Right now, I’m looking at the bio. Peppered throughout the usual flowery prose are quotes supposedly from Martha Stewart, Anna Nicole Smith, and God, as to how great Lustre is. I’m gonna have to disagree with the Big Guy on this one. Lustre tread ground in such a way that they are dangerously close to ripping off a number of bands: Teenage Fanclub, Goo Goo Dolls, and Sugar come quickly to mind. The last thing the world needs is a Goo Goo Dolls cover band. Lustre’s guitars have an all-too-familiar sheen, as if the band loaded up their shopping cart with what was on sale at the local alterna-mart. If you’re going to be a hack artist, at least be clever about it. Try to make us think the similarity is a mere coincidence.

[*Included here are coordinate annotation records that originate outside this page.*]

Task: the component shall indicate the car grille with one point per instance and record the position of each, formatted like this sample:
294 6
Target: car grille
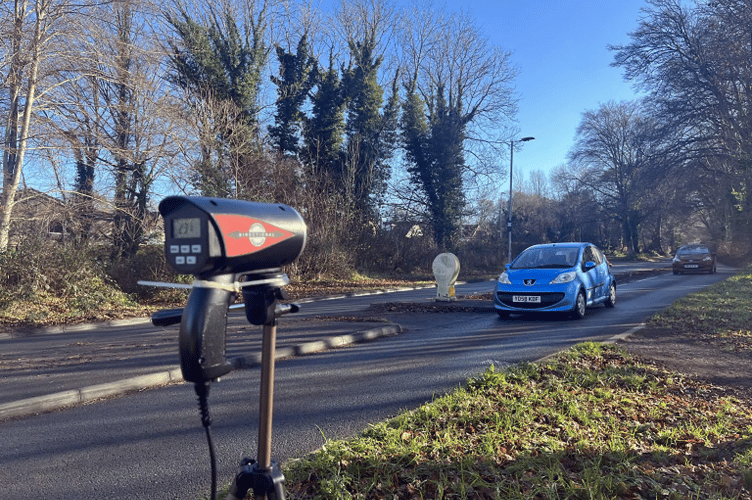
547 299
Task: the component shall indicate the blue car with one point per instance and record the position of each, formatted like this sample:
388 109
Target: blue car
556 277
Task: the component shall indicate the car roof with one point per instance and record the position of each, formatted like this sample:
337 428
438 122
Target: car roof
571 244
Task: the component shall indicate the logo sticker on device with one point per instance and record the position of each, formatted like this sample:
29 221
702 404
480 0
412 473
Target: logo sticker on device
244 235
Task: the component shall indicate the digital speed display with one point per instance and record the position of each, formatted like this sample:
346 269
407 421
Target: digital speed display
186 228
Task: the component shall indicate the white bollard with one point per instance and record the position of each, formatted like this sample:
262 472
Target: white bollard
446 268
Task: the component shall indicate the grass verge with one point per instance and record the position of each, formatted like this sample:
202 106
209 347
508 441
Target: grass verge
720 315
589 423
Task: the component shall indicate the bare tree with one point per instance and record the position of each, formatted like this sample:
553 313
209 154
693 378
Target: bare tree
696 64
33 49
459 98
622 157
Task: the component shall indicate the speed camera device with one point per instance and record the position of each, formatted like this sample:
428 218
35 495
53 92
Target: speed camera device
225 244
210 236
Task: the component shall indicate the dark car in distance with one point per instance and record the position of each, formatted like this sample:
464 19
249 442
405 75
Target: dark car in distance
693 259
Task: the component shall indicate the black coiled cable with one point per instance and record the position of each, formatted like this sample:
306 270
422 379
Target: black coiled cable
202 391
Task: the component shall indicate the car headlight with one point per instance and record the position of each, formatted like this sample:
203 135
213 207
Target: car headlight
564 278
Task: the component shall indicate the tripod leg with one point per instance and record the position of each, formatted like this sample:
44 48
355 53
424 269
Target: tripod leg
266 402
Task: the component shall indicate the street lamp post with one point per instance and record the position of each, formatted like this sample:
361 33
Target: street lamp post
509 212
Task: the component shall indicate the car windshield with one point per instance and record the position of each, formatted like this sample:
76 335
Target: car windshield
692 250
546 257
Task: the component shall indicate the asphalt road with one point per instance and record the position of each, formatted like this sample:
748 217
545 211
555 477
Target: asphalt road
151 445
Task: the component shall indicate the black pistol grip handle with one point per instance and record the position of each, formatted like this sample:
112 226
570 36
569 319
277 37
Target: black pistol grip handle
202 331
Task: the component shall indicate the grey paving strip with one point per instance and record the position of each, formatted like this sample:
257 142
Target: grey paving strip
55 401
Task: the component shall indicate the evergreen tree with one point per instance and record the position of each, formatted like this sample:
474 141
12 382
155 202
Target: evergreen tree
297 77
324 130
220 70
366 169
433 140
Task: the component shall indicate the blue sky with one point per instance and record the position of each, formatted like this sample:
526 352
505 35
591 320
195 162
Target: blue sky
560 47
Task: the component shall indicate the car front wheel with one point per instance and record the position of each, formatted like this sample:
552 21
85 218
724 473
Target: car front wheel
580 305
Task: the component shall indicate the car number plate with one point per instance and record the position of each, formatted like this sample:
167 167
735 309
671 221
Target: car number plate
526 298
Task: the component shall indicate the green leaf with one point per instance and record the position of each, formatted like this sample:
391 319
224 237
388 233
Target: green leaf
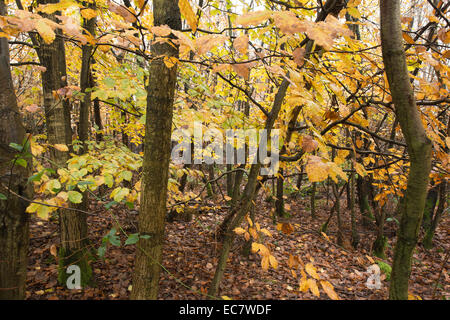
110 204
101 251
36 177
16 146
21 162
119 193
132 239
114 240
75 196
126 175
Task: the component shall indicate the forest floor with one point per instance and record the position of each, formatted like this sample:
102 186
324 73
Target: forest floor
191 254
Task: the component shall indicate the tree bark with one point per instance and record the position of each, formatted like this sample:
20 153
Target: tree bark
14 225
73 225
160 97
418 145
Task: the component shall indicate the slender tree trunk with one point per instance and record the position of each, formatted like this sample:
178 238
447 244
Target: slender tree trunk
313 200
14 223
355 235
73 225
418 144
245 202
429 233
160 97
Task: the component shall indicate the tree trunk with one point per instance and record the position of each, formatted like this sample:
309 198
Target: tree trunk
73 225
14 225
418 144
245 202
160 97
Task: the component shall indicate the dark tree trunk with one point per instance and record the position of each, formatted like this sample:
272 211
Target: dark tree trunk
73 225
160 98
14 223
418 144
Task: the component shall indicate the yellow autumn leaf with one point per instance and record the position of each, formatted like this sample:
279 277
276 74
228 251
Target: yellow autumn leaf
253 18
45 31
241 44
329 290
170 62
273 261
266 232
313 287
360 169
311 270
88 13
265 263
61 147
408 38
188 14
304 286
239 231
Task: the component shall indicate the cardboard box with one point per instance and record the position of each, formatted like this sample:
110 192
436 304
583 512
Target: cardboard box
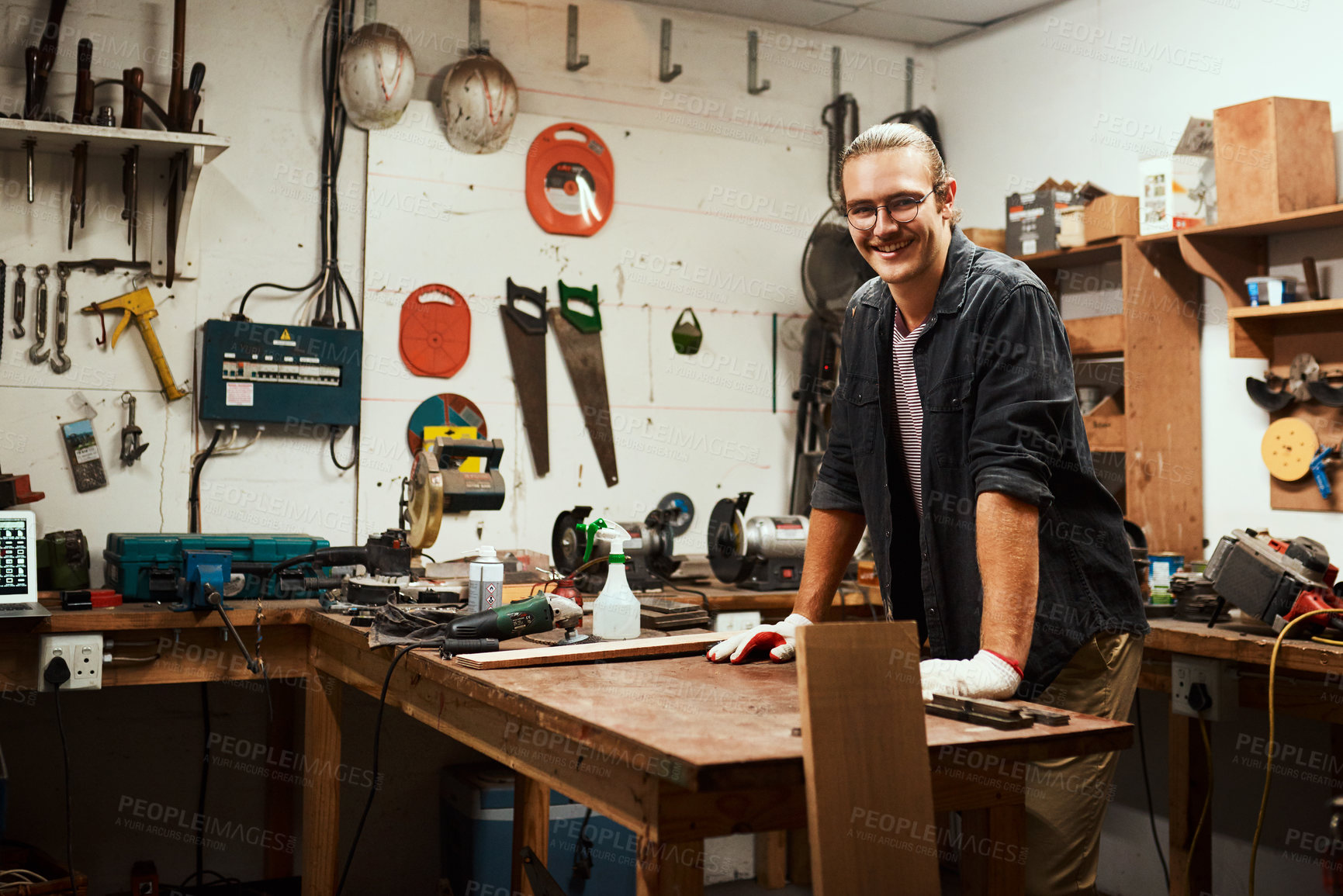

But back to the bio. The band considers their music “muscle pop.” Hmmm… right. If anything, singer/guitarist Will Marley seems like the kid who got his school lunch tray knocked out of his hands by bullies; he comes off like a wussy-boy with some really offensive vocals. I’m quoting from the bio here: “And boy, do girls love him!” Notice the exclamation point, which is, I guess, supposed to drive home the reasoning that if chicks dig Will, so should I. As I listen more to the album and delve deeper into the bio, I get the impression that the band is really enamored with themselves. Lustre is so vain, in fact, that there is applause after the last song on the album. I’m clapping, too. Thank heavens it’s over.